ルカ12:15
それから人々にむかって言われた、「あらゆる貪欲に対してよくよく警戒しなさい。たといたくさんの物を持っていても、人のいのちは、持ち物にはよらないのである」。
「天の窓」2013年10月、デビッド・A・ベドナー、十二使徒定員会
ベドナー姉妹が若い女性の年代だったころ,彼女の母親は家計簿の情報に基づいて,賢明な生活と家庭管理に関する基本的な原則を強調しました。ある日のこと,様々な分野の支出について家族で検討していたとき,興味深いパターンに気づきました。医療費が予想していたよりもはるかに少なかったのです。彼女はこの発見をイエス・キリストの福音に関連づけ,娘に次のような力強い真理を話して聞かせました。すなわち,什分の一の律法に従った生活を送ると数多くの祝福を受けるが,その祝福は重要でありながらもとらえにくく,必ずしも自分たちの期待どおりのものではないので見逃しやすい,ということです。家族の収入が急に,あるいは目に見えて増えるということはありませんでした。その代わり,愛にあふれる天の御父は単純な祝福を,一見平凡に思える方法で授けてくださっていたのです。ベドナー姉妹は,母親から教わったこの大切な教訓,すなわち,旧約聖書のマラキ書で約束されている,天の窓を通してわたしたちに与えられる助けについての教訓をいつも覚えていました(マラキ3:10参照 )。

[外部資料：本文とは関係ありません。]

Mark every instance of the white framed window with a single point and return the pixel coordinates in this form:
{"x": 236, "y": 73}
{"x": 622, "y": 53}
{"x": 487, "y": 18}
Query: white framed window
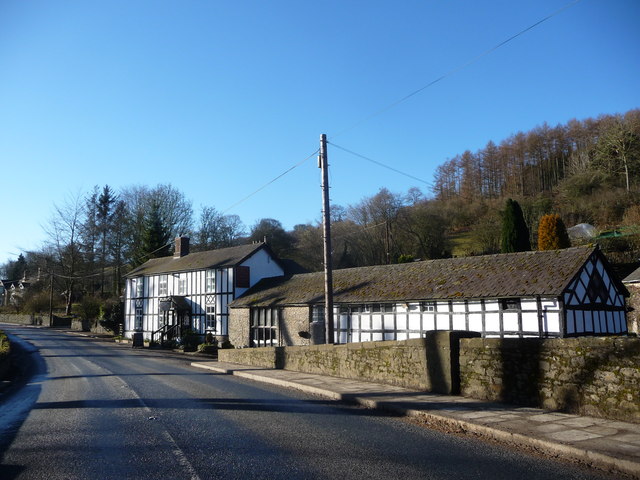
{"x": 163, "y": 286}
{"x": 317, "y": 313}
{"x": 210, "y": 281}
{"x": 428, "y": 306}
{"x": 138, "y": 319}
{"x": 210, "y": 323}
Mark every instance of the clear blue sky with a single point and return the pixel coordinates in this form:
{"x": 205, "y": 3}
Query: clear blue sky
{"x": 219, "y": 97}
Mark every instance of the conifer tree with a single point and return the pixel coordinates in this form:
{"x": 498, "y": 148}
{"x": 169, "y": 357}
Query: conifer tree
{"x": 552, "y": 233}
{"x": 154, "y": 241}
{"x": 515, "y": 234}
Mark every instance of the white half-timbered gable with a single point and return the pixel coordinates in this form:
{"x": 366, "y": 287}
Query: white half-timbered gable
{"x": 557, "y": 293}
{"x": 165, "y": 296}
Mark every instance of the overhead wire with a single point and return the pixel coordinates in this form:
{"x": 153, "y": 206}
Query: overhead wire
{"x": 270, "y": 182}
{"x": 429, "y": 184}
{"x": 456, "y": 69}
{"x": 404, "y": 99}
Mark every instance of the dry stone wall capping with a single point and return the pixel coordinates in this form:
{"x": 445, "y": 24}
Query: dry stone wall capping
{"x": 428, "y": 363}
{"x": 597, "y": 376}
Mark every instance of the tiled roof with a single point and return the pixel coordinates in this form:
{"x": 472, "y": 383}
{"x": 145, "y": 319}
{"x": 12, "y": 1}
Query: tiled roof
{"x": 223, "y": 257}
{"x": 488, "y": 276}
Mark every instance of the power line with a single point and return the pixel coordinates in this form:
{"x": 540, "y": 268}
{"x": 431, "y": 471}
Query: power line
{"x": 456, "y": 69}
{"x": 429, "y": 184}
{"x": 270, "y": 182}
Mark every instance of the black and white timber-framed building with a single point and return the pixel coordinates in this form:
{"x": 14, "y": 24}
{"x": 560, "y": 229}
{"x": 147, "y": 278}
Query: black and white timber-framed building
{"x": 165, "y": 296}
{"x": 560, "y": 293}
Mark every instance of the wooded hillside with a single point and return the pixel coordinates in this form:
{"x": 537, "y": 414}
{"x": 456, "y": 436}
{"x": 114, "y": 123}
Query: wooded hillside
{"x": 586, "y": 171}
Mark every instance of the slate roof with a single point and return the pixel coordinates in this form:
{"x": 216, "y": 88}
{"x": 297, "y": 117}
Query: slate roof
{"x": 489, "y": 276}
{"x": 220, "y": 258}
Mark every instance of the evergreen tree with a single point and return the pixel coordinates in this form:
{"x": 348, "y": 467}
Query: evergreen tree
{"x": 155, "y": 237}
{"x": 552, "y": 234}
{"x": 16, "y": 269}
{"x": 515, "y": 234}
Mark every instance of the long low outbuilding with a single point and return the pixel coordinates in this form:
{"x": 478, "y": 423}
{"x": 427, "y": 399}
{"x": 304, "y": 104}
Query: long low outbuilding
{"x": 559, "y": 293}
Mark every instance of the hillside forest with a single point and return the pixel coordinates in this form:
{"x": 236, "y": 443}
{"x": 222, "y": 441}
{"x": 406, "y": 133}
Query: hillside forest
{"x": 585, "y": 171}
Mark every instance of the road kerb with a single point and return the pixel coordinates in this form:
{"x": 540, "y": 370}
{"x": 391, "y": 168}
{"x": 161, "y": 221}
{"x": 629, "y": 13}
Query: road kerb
{"x": 560, "y": 450}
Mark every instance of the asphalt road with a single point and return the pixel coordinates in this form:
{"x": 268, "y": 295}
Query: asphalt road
{"x": 90, "y": 410}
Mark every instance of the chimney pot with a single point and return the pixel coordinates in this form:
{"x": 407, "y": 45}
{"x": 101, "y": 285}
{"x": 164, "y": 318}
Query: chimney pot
{"x": 182, "y": 247}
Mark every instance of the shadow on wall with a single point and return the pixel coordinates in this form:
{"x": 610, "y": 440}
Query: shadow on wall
{"x": 442, "y": 349}
{"x": 519, "y": 377}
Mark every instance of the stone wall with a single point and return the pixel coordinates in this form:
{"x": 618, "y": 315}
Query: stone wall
{"x": 428, "y": 363}
{"x": 294, "y": 326}
{"x": 633, "y": 316}
{"x": 598, "y": 376}
{"x": 24, "y": 319}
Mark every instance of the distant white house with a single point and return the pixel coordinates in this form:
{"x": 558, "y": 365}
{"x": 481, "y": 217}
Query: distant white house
{"x": 560, "y": 293}
{"x": 167, "y": 295}
{"x": 632, "y": 282}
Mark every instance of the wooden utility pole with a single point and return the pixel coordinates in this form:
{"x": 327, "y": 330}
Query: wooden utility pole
{"x": 326, "y": 233}
{"x": 51, "y": 301}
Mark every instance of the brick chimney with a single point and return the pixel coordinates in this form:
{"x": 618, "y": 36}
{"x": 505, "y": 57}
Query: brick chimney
{"x": 182, "y": 247}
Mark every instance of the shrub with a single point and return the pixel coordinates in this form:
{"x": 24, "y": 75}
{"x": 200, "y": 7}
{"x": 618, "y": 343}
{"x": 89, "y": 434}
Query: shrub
{"x": 89, "y": 308}
{"x": 552, "y": 234}
{"x": 36, "y": 303}
{"x": 112, "y": 315}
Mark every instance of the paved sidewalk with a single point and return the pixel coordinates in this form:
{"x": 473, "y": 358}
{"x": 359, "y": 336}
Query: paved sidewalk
{"x": 607, "y": 444}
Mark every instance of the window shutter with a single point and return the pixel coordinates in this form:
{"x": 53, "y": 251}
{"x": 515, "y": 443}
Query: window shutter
{"x": 242, "y": 277}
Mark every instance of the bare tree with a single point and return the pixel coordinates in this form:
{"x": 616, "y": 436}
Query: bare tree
{"x": 63, "y": 232}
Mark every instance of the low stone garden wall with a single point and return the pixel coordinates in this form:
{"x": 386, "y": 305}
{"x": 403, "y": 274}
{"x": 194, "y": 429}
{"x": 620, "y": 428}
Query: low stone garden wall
{"x": 5, "y": 352}
{"x": 24, "y": 319}
{"x": 428, "y": 363}
{"x": 597, "y": 376}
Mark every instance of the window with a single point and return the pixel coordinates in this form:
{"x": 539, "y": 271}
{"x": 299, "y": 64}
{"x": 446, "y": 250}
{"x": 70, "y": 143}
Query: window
{"x": 210, "y": 323}
{"x": 510, "y": 304}
{"x": 163, "y": 287}
{"x": 210, "y": 281}
{"x": 243, "y": 277}
{"x": 138, "y": 322}
{"x": 428, "y": 306}
{"x": 317, "y": 314}
{"x": 264, "y": 327}
{"x": 596, "y": 289}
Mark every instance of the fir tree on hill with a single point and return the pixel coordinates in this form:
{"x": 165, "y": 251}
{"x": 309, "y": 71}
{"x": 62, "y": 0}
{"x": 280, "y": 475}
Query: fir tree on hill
{"x": 515, "y": 234}
{"x": 155, "y": 237}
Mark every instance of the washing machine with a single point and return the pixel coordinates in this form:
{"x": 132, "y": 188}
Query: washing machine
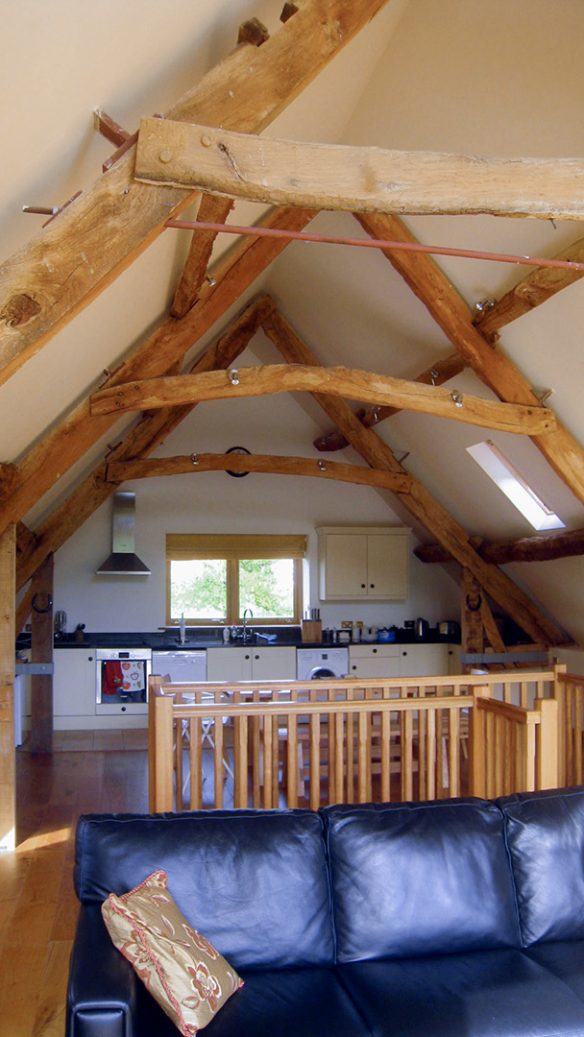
{"x": 314, "y": 663}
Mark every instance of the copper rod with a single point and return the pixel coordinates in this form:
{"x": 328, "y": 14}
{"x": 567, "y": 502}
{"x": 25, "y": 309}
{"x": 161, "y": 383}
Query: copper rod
{"x": 42, "y": 209}
{"x": 372, "y": 243}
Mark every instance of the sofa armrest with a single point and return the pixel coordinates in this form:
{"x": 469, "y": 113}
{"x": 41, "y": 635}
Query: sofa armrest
{"x": 102, "y": 984}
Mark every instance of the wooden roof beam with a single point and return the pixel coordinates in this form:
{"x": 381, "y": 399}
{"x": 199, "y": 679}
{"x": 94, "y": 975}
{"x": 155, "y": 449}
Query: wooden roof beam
{"x": 449, "y": 310}
{"x": 90, "y": 243}
{"x": 142, "y": 439}
{"x": 426, "y": 510}
{"x": 67, "y": 442}
{"x": 262, "y": 464}
{"x": 212, "y": 209}
{"x": 349, "y": 383}
{"x": 441, "y": 370}
{"x": 527, "y": 549}
{"x": 367, "y": 179}
{"x": 533, "y": 289}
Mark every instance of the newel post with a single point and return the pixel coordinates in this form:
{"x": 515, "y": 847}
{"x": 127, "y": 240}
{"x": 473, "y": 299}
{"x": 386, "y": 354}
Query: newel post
{"x": 477, "y": 741}
{"x": 547, "y": 774}
{"x": 160, "y": 747}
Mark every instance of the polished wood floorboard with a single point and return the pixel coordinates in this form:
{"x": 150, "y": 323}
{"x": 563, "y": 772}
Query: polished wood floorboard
{"x": 37, "y": 902}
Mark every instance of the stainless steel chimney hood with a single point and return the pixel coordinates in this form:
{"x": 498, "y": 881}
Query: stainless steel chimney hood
{"x": 123, "y": 561}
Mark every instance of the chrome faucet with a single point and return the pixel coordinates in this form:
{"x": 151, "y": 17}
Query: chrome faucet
{"x": 244, "y": 627}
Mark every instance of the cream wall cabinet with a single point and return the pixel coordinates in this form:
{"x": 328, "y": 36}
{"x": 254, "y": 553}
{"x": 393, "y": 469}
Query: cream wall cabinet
{"x": 363, "y": 563}
{"x": 251, "y": 663}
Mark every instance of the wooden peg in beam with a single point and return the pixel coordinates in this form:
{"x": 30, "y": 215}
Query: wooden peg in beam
{"x": 109, "y": 128}
{"x": 287, "y": 10}
{"x": 253, "y": 31}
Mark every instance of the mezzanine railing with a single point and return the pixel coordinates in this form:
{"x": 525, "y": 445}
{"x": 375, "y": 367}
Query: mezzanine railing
{"x": 310, "y": 743}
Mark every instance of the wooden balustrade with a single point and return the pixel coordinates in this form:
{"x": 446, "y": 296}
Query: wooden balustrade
{"x": 513, "y": 750}
{"x": 569, "y": 693}
{"x": 311, "y": 743}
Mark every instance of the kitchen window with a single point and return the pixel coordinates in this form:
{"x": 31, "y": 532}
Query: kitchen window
{"x": 213, "y": 579}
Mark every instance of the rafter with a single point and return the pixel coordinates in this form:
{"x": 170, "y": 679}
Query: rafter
{"x": 533, "y": 289}
{"x": 90, "y": 243}
{"x": 440, "y": 371}
{"x": 448, "y": 309}
{"x": 265, "y": 464}
{"x": 212, "y": 209}
{"x": 527, "y": 549}
{"x": 345, "y": 382}
{"x": 426, "y": 510}
{"x": 365, "y": 179}
{"x": 67, "y": 442}
{"x": 143, "y": 438}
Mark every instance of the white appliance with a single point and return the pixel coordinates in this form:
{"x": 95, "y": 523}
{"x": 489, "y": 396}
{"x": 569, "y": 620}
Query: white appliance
{"x": 182, "y": 667}
{"x": 314, "y": 663}
{"x": 121, "y": 680}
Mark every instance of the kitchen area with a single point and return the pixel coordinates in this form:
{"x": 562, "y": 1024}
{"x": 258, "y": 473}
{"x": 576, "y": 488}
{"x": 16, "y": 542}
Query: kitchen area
{"x": 100, "y": 678}
{"x": 363, "y": 592}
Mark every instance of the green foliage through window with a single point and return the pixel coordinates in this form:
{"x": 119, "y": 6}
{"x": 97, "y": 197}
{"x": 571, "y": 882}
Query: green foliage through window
{"x": 267, "y": 587}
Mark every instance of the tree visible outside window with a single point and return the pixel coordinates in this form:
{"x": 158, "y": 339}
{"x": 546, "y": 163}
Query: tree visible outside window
{"x": 219, "y": 589}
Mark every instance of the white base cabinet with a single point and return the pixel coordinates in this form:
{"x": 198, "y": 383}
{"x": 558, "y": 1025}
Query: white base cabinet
{"x": 251, "y": 663}
{"x": 402, "y": 661}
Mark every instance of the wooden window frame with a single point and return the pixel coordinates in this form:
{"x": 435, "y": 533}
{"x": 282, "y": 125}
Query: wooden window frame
{"x": 233, "y": 549}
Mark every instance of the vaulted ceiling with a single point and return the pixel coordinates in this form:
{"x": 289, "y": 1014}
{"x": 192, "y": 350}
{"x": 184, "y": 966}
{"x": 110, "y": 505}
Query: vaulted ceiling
{"x": 104, "y": 284}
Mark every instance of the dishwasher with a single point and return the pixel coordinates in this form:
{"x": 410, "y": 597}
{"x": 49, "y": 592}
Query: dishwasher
{"x": 182, "y": 667}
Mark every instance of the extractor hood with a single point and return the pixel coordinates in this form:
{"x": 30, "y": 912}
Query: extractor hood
{"x": 123, "y": 561}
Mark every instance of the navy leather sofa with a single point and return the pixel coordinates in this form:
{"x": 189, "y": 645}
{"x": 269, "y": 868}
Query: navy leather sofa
{"x": 457, "y": 918}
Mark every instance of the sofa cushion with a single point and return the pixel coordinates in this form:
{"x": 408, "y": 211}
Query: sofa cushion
{"x": 420, "y": 878}
{"x": 487, "y": 993}
{"x": 186, "y": 975}
{"x": 564, "y": 959}
{"x": 287, "y": 1003}
{"x": 546, "y": 839}
{"x": 255, "y": 883}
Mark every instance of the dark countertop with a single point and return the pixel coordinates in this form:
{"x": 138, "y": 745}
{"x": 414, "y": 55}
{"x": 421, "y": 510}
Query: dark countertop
{"x": 207, "y": 638}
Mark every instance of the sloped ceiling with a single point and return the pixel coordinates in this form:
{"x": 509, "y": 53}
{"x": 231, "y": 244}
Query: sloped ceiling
{"x": 449, "y": 76}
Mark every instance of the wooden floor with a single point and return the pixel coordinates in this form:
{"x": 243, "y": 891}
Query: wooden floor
{"x": 37, "y": 903}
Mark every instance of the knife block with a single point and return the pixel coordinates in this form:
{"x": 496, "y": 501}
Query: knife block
{"x": 311, "y": 629}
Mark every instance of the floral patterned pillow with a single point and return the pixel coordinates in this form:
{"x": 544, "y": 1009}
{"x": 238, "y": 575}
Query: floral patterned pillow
{"x": 181, "y": 969}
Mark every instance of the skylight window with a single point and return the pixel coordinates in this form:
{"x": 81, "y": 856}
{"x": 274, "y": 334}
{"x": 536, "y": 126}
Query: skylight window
{"x": 512, "y": 484}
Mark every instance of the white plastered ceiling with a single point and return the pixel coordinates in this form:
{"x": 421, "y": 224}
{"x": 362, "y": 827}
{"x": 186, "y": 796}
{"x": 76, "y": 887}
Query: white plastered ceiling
{"x": 494, "y": 78}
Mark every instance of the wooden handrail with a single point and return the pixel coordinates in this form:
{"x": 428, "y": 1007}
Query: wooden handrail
{"x": 270, "y": 744}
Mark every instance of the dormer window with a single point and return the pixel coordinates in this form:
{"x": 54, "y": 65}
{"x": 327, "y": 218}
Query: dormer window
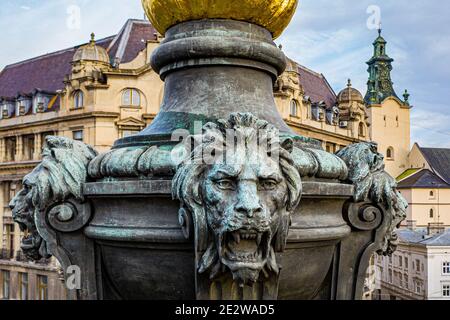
{"x": 78, "y": 99}
{"x": 131, "y": 97}
{"x": 361, "y": 130}
{"x": 390, "y": 153}
{"x": 294, "y": 108}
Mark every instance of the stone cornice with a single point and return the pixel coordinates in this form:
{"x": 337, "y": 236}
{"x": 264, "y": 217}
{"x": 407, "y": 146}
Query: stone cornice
{"x": 321, "y": 131}
{"x": 58, "y": 119}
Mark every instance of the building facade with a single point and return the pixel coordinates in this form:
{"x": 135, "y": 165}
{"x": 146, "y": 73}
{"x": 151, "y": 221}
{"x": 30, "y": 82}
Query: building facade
{"x": 105, "y": 90}
{"x": 418, "y": 270}
{"x": 426, "y": 187}
{"x": 390, "y": 117}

什分の一の律法について教え,証するとき,わたしたちは自分たちが受ける即座の,劇的な,またすぐにそれと分かる物質的な祝福を強調することがよくあります。確かに,そのような祝福を受けることもあります。しかし,この戒めに従うときに受ける様々な祝福の中には,重要でありながらもとらえにくい祝福もあるのです。霊的に注意深く観察力を働かせなければ,そのような祝福は識別できません(1コリント2:14参照 )。
マラキが用いている天の「窓」というイメージは,実に教訓的です。窓がなければ,自然の光が建物の中に差し込むことはできません。同様に,わたしたちが什分の一の律法を尊ぶときに,天の窓を通して,霊的な目覚めや永遠の見地がわたしたちの生活にあふれるほど与えられるのです。
例えば,わたしたちが受ける,とらえにくくても重要な祝福として,感謝という霊的な賜物があります。この賜物があれば自分が持っているものを正しく評価し,自分が欲しいものに対する欲求を抑えることができます。感謝しない人は,尽きることのない不満という貧困の中で苦しみます(ルカ12:15参照) 。
わたしたちは,適切な仕事に就くための助けを求めて祈ることがあります。しかし,ほかの多くの人たちが見逃すかもしれない就職の機会を見いだす力を与える,より優れた識別力という霊的な賜物,あるいはほかの人の能力や意欲を上回るほどに熱心かつ根気強く勤め口を探すための,より確固とした決断力という祝福に気づくためには,信仰の目や耳(エテル12:19参照)が必要です。皆さんは就職先を望んだり,期待したりすることがあるでしょう。しかし,天の窓を通してもたらされる祝福は,ほかのだれか,あるいは何かがきっかけとなって自分の置かれている環境が変わる可能性というよりはむしろ,自ら行動することによって自分の環境を変える能力が増大するという祝福なのかもしれません。
わたしたちは,給与を引き上げてもらい,生活必需品を十二分に供給できるようになるために,望みを抱き,適切な努力を払うかもしれません。しかし,自分の内面において,より少ないお金でより多くの必要を満たすための霊的,物質的な能力が高まったこと(ルカ2:52参照 ),優先順位を決め,簡素化する能力が研ぎ澄まされたこと,すでに獲得した物質的所有物を適切に管理する能力が増し加わったことに気づくためには,信仰の目や耳が求められます。皆さんはより多くの給与を望んだり,それを期待したりすることがあるでしょう。しかし,天の窓を通してもたらされる祝福は,ほかのだれか,あるいは何かがきっかけとなって自分の置かれている環境が変わる可能性というよりはむしろ,自分の環境を変える能力が増大するという祝福なのかもしれません。